Monday, October 23, 2017

Pwn2Win 2017 - Shift Register

Disclaimer: I am not an electronics engineer. I just play one on Twitter.
A lot of the following might be heresy to someone who ever actually dealt with silicon.

This Saturday, I woke up to the following on the Dragon Sector IRC channel:

<@valis> <@thotypous> where is q3k to solve my shift register?

Well okay, if you insist :D.

Introduction

Let's take a look at the task description:
ButcherCorp has developed an extremely reliable radiation-hardened IC packaging process. Its only drawback is requiring the ASIC to be fabricated using a specific 0.35μm technology, considered outdated by today's standards. The intel we gathered suggests that their standard cell library is based on osu035.One of our operatives managed to exfiltrate a GDSII file ButcherCorp has sent to a silicon fab. Apparently, it is the IC responsible for validating the launching code in their latest rocket engine.The IC samples the in pin at the clock's positive edge. If the correct sequence of bits is presented to the IC, it drives the unlocked pin to a high logical level. Find this sequence. It forms an ASCII string which you should submit as a flag.

So, we are given artwork of lithography masks for a VLSI ASIC (a.k.a. integrated circuit) fabricated in AMI 0.35µm technology using the Oklahoma State University OSU035 open source flow. The chip is a simple three-terminal device: a clock and in pin to receive a bitstream of a flag, and an unlocked pin that goes high if the bitstream is correct. We have to reverse engineer it to find the key.

The file is in GDSII/GDS2 format - an industry standard file format for exchange of lithography masks of integrated circuits, mostly used as en exchange format between EDA suites and as an output format given to silicon fabs by hardware designers.

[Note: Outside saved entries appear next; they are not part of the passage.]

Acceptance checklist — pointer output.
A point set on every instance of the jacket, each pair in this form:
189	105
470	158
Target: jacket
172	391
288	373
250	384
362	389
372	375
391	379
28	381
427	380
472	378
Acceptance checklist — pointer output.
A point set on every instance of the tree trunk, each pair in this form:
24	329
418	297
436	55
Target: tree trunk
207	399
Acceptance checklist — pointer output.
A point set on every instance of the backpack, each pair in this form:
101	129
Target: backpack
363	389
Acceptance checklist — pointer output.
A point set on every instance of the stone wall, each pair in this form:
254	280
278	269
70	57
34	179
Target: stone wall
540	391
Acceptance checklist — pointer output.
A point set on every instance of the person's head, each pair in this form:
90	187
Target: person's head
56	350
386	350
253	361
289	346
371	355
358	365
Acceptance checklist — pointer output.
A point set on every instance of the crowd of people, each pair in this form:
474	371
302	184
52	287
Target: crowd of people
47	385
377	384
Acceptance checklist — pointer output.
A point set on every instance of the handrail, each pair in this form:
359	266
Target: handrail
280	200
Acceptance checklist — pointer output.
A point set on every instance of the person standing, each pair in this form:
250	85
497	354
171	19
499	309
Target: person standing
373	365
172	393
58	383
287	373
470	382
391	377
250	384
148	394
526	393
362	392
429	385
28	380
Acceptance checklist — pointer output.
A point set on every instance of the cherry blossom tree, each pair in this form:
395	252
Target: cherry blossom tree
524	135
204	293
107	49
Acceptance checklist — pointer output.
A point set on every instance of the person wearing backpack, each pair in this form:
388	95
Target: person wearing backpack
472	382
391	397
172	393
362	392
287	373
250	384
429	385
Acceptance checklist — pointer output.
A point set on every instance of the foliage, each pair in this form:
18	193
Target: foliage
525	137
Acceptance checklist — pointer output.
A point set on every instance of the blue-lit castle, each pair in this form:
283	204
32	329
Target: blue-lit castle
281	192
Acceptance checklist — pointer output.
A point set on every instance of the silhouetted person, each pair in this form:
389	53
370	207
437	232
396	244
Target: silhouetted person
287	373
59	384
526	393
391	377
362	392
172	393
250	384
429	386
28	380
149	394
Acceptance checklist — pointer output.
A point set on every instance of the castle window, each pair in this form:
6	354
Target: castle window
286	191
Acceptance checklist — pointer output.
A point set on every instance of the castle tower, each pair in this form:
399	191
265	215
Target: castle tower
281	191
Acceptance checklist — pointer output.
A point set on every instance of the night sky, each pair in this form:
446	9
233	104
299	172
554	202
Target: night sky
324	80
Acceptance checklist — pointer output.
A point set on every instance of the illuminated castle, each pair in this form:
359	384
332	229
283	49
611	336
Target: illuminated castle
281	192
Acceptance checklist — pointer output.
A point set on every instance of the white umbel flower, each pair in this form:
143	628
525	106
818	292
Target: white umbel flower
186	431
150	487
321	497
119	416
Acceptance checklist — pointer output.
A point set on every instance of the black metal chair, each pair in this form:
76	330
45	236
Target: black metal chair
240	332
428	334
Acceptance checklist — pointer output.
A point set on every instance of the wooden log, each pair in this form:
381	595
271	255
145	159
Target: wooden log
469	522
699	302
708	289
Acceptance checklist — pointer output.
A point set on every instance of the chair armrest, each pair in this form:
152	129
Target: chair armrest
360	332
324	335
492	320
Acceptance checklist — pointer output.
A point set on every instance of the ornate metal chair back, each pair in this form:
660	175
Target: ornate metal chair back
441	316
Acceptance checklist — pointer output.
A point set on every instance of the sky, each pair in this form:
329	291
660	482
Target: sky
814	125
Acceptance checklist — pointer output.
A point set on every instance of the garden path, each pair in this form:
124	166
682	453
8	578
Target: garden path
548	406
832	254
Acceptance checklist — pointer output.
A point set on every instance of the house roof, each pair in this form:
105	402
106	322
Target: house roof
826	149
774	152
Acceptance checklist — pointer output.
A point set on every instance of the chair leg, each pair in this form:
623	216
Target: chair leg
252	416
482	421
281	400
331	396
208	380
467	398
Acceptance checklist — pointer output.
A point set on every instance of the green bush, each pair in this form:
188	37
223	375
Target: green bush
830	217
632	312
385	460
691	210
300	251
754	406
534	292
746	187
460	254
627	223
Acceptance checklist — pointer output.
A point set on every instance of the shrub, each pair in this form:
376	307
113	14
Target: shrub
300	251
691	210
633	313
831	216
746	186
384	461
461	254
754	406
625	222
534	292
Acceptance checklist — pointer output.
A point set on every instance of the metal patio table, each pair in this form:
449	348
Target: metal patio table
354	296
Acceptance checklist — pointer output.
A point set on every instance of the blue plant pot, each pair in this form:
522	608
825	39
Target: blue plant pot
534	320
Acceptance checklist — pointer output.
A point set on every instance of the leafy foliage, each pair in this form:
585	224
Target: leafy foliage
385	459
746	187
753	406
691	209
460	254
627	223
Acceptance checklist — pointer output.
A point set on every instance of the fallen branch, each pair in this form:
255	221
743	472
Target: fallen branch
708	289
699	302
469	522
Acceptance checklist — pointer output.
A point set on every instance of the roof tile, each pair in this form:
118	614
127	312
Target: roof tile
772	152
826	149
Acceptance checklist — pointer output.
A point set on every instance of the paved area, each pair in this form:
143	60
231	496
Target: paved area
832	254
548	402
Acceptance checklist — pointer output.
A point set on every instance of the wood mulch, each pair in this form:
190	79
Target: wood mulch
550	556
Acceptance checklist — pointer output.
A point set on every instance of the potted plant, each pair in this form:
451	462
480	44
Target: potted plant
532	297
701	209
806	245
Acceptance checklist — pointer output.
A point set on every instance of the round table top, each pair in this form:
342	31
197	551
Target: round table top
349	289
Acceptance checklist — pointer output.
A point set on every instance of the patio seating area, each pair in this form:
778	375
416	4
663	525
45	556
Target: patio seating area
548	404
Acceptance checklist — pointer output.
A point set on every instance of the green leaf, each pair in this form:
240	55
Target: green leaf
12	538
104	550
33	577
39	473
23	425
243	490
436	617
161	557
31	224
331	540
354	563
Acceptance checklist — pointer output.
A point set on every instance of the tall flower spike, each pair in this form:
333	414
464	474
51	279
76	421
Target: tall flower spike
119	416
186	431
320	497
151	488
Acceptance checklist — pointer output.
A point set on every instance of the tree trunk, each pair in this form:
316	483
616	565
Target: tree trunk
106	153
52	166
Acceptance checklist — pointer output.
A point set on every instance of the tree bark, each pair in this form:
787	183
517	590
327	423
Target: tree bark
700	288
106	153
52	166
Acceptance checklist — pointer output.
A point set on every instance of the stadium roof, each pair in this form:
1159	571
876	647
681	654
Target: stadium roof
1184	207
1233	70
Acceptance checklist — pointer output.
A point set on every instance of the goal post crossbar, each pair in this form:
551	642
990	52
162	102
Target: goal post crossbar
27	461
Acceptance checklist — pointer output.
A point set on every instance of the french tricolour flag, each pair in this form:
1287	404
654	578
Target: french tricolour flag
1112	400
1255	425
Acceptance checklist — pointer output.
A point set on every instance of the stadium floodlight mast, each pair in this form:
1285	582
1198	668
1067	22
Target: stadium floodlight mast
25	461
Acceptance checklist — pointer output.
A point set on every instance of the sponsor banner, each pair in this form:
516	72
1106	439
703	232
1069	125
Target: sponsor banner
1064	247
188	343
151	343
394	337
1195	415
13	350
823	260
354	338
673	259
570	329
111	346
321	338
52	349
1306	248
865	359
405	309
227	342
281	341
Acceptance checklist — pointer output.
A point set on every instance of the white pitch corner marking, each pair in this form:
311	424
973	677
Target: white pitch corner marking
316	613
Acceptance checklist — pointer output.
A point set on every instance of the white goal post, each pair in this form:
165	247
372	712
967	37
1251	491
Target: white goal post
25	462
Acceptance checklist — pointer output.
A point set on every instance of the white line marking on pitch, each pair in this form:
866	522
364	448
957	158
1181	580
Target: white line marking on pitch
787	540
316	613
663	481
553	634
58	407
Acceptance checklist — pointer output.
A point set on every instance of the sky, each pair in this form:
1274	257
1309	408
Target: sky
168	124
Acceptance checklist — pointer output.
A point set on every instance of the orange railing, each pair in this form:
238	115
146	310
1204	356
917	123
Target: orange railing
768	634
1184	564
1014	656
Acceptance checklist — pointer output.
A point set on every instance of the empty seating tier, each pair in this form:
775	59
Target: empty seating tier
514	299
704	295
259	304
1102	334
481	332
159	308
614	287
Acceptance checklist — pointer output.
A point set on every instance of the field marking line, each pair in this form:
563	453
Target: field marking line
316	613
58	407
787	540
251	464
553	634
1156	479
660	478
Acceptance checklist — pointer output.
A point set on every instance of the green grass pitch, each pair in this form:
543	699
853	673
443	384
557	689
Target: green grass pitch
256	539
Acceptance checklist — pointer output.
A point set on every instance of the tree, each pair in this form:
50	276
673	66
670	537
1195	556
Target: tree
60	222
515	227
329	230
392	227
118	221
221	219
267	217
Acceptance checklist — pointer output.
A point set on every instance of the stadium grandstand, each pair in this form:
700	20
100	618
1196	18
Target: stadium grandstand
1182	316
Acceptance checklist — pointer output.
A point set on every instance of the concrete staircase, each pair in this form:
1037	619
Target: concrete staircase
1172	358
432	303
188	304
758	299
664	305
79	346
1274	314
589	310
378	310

The challenge ASIC is fabricated in Standard Cell technology - this means, in very simplified terms, that the software that converts a digital logic definition file (in RTL form) has a bunch of different 'cells' to choose from (ie. AND, NOT, D-Flip-flop, etc...), which it places in a grid and then connects with metal layers to form the final integrated circuit. The library of standard cells used in this task is OSU035.

A quick refresher on the physical topology of a VLSI circuit:
By Cepheiden, CC BY 2.5, via Wikimedia Commons
What we'll bee mostly looking at today is the 'BEOL' (back-end of line) section of the chip - the metal interconnect section that wires together the silicon (in the FEOL) of the standard cells together. These metal interconnects consist of a number of planes/layers with vias that connect them together and tungsten pins that connect them to the silicon of the lower layers.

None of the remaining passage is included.